Two IPTC standards exist: the older one (IPTC/NAA) stores its data directly in the image header, the newer one (IPTC4XMP) embeds this information in an XMP document, which can either be saved within the image header or as a standalone document.
- IPTC4XMP Website
- Imaging Software that supports IPTC tags
- Information on the IPTC/NAA standard - mind the sample IPTC fields table on the bottom of the page!
Adobe XMP
The Adobe Extensible Metadata Platform (XMP) is a standard for processing and storing standardized and proprietary metadata, created by Adobe Systems Inc. It is a Subset of the W3C Resource Description framework (=expressed in XML).
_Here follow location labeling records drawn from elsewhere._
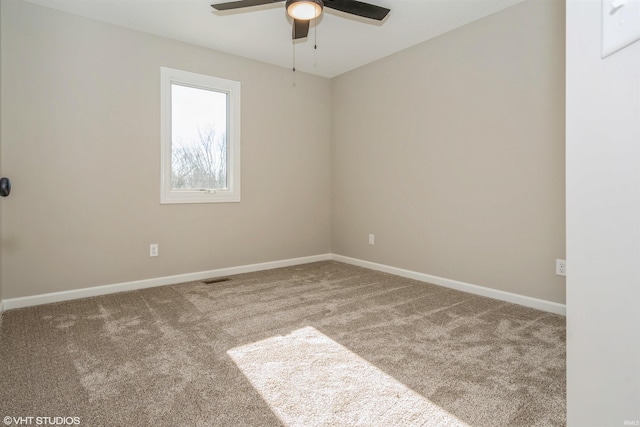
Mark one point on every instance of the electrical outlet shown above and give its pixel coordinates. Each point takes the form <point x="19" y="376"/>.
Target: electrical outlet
<point x="561" y="267"/>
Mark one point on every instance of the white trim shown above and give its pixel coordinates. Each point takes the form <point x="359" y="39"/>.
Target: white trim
<point x="12" y="303"/>
<point x="170" y="76"/>
<point x="29" y="301"/>
<point x="552" y="307"/>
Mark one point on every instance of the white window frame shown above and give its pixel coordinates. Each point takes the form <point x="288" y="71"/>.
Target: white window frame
<point x="169" y="76"/>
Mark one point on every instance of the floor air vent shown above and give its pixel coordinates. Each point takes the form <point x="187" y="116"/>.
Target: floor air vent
<point x="215" y="280"/>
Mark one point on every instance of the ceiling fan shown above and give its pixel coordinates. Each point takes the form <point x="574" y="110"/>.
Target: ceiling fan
<point x="302" y="11"/>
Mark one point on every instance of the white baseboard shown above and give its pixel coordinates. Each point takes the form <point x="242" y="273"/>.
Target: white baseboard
<point x="552" y="307"/>
<point x="21" y="302"/>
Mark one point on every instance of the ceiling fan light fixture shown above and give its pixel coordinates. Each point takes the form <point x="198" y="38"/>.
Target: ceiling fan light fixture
<point x="304" y="10"/>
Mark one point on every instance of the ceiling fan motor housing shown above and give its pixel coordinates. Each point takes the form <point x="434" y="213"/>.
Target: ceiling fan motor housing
<point x="304" y="9"/>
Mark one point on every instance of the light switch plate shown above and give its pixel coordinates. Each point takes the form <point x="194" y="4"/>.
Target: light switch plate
<point x="620" y="24"/>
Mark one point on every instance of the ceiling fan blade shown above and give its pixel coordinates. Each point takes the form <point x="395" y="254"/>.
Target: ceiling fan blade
<point x="242" y="3"/>
<point x="300" y="29"/>
<point x="359" y="8"/>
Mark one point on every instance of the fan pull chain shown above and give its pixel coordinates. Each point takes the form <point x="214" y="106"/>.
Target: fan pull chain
<point x="315" y="34"/>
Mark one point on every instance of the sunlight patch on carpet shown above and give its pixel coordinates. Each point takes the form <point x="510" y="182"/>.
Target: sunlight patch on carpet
<point x="310" y="380"/>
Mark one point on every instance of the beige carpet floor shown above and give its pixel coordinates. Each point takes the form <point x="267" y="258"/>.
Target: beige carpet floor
<point x="322" y="344"/>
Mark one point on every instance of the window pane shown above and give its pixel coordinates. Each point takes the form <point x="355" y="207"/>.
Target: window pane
<point x="199" y="145"/>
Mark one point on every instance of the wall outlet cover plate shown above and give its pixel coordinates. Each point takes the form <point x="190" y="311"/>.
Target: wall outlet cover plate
<point x="620" y="24"/>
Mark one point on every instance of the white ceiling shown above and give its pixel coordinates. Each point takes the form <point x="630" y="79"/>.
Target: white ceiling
<point x="263" y="33"/>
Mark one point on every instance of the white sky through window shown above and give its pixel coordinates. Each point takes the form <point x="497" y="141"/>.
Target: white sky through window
<point x="194" y="109"/>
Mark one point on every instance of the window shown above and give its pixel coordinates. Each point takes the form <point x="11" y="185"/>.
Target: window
<point x="200" y="135"/>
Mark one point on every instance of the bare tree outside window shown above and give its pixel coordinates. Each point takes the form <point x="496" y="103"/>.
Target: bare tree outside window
<point x="199" y="147"/>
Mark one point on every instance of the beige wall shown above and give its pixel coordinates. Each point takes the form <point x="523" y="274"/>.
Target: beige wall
<point x="452" y="154"/>
<point x="1" y="303"/>
<point x="81" y="141"/>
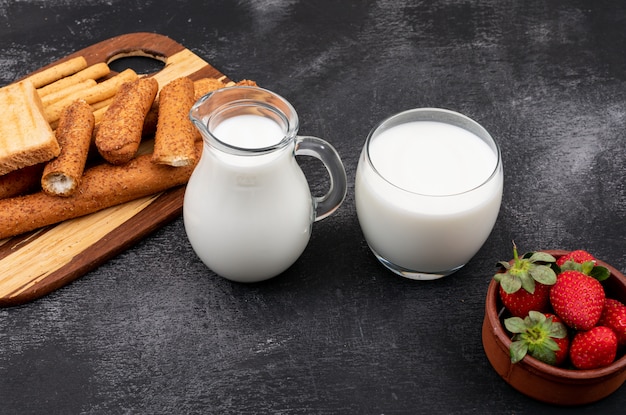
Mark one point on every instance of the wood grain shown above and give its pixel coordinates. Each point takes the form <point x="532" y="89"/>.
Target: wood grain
<point x="136" y="219"/>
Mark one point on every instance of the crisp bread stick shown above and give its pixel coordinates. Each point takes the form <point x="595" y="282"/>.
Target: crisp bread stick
<point x="101" y="91"/>
<point x="102" y="186"/>
<point x="101" y="104"/>
<point x="57" y="96"/>
<point x="21" y="181"/>
<point x="205" y="85"/>
<point x="93" y="72"/>
<point x="62" y="175"/>
<point x="174" y="138"/>
<point x="120" y="131"/>
<point x="58" y="71"/>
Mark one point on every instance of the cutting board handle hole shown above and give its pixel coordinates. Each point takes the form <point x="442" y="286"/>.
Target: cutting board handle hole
<point x="143" y="65"/>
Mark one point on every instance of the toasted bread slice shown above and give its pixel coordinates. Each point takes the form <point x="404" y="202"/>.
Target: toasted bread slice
<point x="25" y="136"/>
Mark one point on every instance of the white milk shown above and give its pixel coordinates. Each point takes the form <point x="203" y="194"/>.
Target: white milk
<point x="249" y="131"/>
<point x="248" y="217"/>
<point x="437" y="215"/>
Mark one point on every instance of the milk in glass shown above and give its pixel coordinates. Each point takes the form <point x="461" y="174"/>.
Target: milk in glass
<point x="427" y="196"/>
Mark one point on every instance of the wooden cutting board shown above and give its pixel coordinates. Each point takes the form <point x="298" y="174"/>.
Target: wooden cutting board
<point x="34" y="264"/>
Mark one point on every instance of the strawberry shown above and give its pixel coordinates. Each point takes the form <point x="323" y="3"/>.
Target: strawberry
<point x="521" y="302"/>
<point x="614" y="317"/>
<point x="577" y="299"/>
<point x="525" y="282"/>
<point x="594" y="348"/>
<point x="542" y="336"/>
<point x="579" y="256"/>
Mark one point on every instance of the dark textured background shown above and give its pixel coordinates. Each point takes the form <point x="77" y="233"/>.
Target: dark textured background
<point x="153" y="331"/>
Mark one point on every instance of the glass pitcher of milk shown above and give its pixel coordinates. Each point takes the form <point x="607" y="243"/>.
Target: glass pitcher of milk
<point x="248" y="210"/>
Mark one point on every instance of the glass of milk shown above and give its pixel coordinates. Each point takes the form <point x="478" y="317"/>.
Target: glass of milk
<point x="248" y="210"/>
<point x="428" y="190"/>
XMP serves as a XML Container Format for other metadata like EXIF or IPTC, but can also be extended for custom metadata.
It can be saved as .XMP text file and is also embedable in the following image file formats:
- TIFF - Tag 700
- JPEG - Application segment 1 (0xFFE1) with segment header "http://ns.adobe.com/xap/1.0/\x00"
- JPEG 2000 - 'uuid' atom with UID of 0xBE7ACFCB97A942E89C71999491E3AFAC
- PSD - Location (?)
It's main drawbacks are:
- Lack of full XMP editing capabilities in Adobe's own applications: The user can also edit the Information from pre-defined schemas (IPTC, EXIF(?)). You can't edit your own custom metadata schema.
- Introduces redundancy (the information of EXIF and IPTC is repeated in the XMP document)
- Increases the filesize (especially for web photos)
Sources:
Google Picasa
Flickr.com
Filesystem
TODO: gather some information
Creative Commons
The Creative Commons License model bridges the gap between artists and copyright law. The model allows an artist to specify in an easy, yet detailed way under which conditions he wants to release his works to the public. After answering some simple questions like "May others edit or remix your work?", the system chooses a suitable License for you. While some simple icons show the main restrictions of your license (e.g. no commercial use) in a human-understandable way, international "law-proofness" is assured by a detailed license text. CreativeCommons is free to use, for more information check their webpage
Retrieval Strategy
There are essentially two ways to retrieve metadata from a photo:
- when it is hosted on a photosharing site like flickr or picasa, you can use API-calls to get the data.
- when it is stored in a local or remote filesystem (Harddisk, FTP,...) you have to parse the file header of the photo on your own.
Our retrieval strategy is short: when a) doesn't apply (=photo not hosted on flickr/picasa), then use b.